# I can't get he new 5.2 drivers to work in XP Home.



## Fett8459 (Feb 10, 2005)

So yeah, first time post. I installed the ATITool .0.22 and ran it. Then I decided I'd softmod my 9800SE and wee if I could unlock the pipelines. Well, XP, for some reason unknown to me, won't recognize the drivers. I don't have SP2, simply because MS is stupid and didn't send me the CD (dial-up). I'm not sure what the problem is, but I had torollback the drivers for ATITool to work again.

Also, after I installed the 4.12+ drivers, atitool came up with an error saying that no compatible device was found and that hardware acceleration and vertex shader 1.1 were required. I have no idea what went on during the process, but something wasn't right. Now, I have my old drivers and it overclocked a little. So, any suggestions as to how to get the 5.2 drivers to work and check the pipelines would be helpful.


----------



## Cynips (Feb 10, 2005)

Seem to remember reading that ATi recommends SP2 for use with 5.2. For what it's worth the 4.12 Cat is marginally differing from 5.1/5.2. If anything 5.2 lowered CS:S video stress test from 85 to 73 for me... (yes, I reran immediately with same result).
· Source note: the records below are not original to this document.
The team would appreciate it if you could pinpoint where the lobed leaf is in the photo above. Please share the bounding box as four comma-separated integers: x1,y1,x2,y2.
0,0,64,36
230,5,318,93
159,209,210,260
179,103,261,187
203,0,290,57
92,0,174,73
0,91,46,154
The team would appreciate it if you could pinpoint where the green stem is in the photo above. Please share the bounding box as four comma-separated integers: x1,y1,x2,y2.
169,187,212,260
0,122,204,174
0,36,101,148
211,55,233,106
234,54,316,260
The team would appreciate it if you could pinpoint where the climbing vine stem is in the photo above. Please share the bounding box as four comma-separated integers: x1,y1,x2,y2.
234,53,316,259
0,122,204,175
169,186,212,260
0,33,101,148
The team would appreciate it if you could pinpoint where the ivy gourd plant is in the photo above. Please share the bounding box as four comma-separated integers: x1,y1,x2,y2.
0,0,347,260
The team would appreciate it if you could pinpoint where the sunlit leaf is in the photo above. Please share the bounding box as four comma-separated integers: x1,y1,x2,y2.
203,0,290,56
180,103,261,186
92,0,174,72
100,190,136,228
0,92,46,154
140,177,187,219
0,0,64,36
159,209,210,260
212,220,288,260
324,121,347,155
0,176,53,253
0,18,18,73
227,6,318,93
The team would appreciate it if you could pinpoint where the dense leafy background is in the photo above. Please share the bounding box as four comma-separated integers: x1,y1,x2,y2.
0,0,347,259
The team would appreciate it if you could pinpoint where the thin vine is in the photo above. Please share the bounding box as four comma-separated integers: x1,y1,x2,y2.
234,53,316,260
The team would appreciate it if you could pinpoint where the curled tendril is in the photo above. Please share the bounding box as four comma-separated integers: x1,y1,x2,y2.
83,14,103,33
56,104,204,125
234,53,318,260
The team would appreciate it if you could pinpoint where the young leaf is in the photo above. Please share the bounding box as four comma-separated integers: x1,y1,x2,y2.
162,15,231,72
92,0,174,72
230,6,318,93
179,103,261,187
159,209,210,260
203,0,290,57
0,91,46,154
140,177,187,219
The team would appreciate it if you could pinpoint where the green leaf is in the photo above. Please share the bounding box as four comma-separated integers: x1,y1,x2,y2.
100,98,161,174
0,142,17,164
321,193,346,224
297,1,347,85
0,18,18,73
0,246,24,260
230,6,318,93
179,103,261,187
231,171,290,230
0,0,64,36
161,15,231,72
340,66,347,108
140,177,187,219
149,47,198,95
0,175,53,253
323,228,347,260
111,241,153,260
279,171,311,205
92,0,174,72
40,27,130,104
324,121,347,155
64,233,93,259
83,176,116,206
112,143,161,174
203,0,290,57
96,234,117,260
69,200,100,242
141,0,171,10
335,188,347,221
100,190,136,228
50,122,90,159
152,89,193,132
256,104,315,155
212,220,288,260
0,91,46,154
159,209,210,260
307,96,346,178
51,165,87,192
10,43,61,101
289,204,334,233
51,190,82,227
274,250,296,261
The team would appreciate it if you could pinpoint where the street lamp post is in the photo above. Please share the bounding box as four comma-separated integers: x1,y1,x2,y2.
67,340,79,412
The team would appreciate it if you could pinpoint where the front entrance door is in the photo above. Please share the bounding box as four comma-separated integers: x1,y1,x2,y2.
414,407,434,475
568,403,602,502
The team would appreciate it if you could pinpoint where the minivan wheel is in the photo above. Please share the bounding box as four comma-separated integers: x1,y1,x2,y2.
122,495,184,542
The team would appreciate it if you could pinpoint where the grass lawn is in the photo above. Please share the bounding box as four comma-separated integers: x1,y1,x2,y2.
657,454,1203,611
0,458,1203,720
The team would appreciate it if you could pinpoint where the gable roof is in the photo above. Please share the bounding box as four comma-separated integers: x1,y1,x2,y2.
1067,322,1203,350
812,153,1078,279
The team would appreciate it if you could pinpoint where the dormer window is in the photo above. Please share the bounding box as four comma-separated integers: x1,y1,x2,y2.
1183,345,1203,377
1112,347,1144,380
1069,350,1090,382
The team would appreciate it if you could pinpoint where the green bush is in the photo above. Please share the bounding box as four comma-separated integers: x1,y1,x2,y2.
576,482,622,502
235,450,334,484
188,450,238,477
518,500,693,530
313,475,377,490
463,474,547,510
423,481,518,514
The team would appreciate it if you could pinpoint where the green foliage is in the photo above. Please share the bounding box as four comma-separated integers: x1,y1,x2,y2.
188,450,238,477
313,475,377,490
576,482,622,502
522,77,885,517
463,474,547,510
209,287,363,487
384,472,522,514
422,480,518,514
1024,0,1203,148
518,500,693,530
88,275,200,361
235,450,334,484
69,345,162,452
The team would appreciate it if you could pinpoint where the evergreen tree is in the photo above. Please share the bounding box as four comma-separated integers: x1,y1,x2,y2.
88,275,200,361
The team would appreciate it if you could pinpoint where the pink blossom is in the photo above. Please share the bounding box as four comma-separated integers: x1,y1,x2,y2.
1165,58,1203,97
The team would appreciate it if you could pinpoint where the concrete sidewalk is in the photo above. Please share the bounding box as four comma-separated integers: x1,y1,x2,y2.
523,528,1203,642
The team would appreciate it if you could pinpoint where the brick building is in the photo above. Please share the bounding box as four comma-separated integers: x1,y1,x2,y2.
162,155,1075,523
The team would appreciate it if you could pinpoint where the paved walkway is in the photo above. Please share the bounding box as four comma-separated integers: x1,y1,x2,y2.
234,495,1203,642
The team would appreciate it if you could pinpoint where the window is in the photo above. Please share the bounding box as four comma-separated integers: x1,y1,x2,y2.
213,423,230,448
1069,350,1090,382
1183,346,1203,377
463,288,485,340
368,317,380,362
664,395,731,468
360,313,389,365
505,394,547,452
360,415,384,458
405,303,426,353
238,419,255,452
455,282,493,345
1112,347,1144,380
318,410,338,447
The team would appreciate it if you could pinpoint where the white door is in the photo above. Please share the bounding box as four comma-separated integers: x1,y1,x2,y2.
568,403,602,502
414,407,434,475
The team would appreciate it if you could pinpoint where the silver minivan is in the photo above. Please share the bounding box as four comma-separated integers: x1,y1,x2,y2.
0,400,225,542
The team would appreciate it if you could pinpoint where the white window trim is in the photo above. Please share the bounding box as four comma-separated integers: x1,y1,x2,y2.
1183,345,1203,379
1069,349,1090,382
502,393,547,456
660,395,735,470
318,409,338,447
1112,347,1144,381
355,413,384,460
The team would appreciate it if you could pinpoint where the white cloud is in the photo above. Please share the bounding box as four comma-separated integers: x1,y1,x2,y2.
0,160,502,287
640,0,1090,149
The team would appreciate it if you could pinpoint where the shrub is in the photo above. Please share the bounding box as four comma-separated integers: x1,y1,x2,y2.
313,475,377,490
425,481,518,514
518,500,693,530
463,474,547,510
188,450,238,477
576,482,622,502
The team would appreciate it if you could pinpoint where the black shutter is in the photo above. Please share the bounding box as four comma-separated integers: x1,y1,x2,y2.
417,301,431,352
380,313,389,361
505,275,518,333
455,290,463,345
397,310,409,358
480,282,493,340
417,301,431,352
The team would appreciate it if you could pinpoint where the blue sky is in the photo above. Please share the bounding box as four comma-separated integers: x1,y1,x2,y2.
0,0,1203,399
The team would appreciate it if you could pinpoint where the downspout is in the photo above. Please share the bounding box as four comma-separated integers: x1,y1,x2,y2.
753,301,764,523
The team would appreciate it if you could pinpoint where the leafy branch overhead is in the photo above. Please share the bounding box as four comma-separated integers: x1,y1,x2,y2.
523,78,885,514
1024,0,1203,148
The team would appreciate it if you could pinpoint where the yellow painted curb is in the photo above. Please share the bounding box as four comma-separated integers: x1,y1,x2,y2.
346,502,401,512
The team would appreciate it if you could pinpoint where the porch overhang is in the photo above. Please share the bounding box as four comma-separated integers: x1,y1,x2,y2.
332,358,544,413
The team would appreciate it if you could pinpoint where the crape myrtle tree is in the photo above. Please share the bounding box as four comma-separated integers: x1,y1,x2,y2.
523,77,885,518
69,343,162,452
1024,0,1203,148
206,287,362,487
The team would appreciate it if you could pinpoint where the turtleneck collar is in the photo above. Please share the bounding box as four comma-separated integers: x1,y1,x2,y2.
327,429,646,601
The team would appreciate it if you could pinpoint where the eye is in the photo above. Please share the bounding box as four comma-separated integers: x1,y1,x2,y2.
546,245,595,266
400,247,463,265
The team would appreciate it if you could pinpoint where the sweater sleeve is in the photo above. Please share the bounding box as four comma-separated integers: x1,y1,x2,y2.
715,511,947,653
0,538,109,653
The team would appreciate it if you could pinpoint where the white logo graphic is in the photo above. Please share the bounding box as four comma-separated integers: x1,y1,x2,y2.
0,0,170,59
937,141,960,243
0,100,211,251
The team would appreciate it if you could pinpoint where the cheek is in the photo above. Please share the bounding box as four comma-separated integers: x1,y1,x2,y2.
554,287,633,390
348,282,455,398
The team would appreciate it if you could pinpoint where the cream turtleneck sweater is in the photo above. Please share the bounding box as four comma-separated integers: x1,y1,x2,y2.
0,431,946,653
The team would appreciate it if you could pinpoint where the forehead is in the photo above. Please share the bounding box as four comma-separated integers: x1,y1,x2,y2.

Edit: rebooted and now I get 84, two subsequent runs. wtf? Guess I'll stick with these drivers anyway


----------



## Fett8459 (Feb 10, 2005)

I guess I'll have to get SP2 from somebody with a decent internet connection, then.


----------



## mikeyp (Feb 11, 2005)

*New 5.2 Drivers posted*

I had the same problem. New drivers were posted by W1zzrd.


----------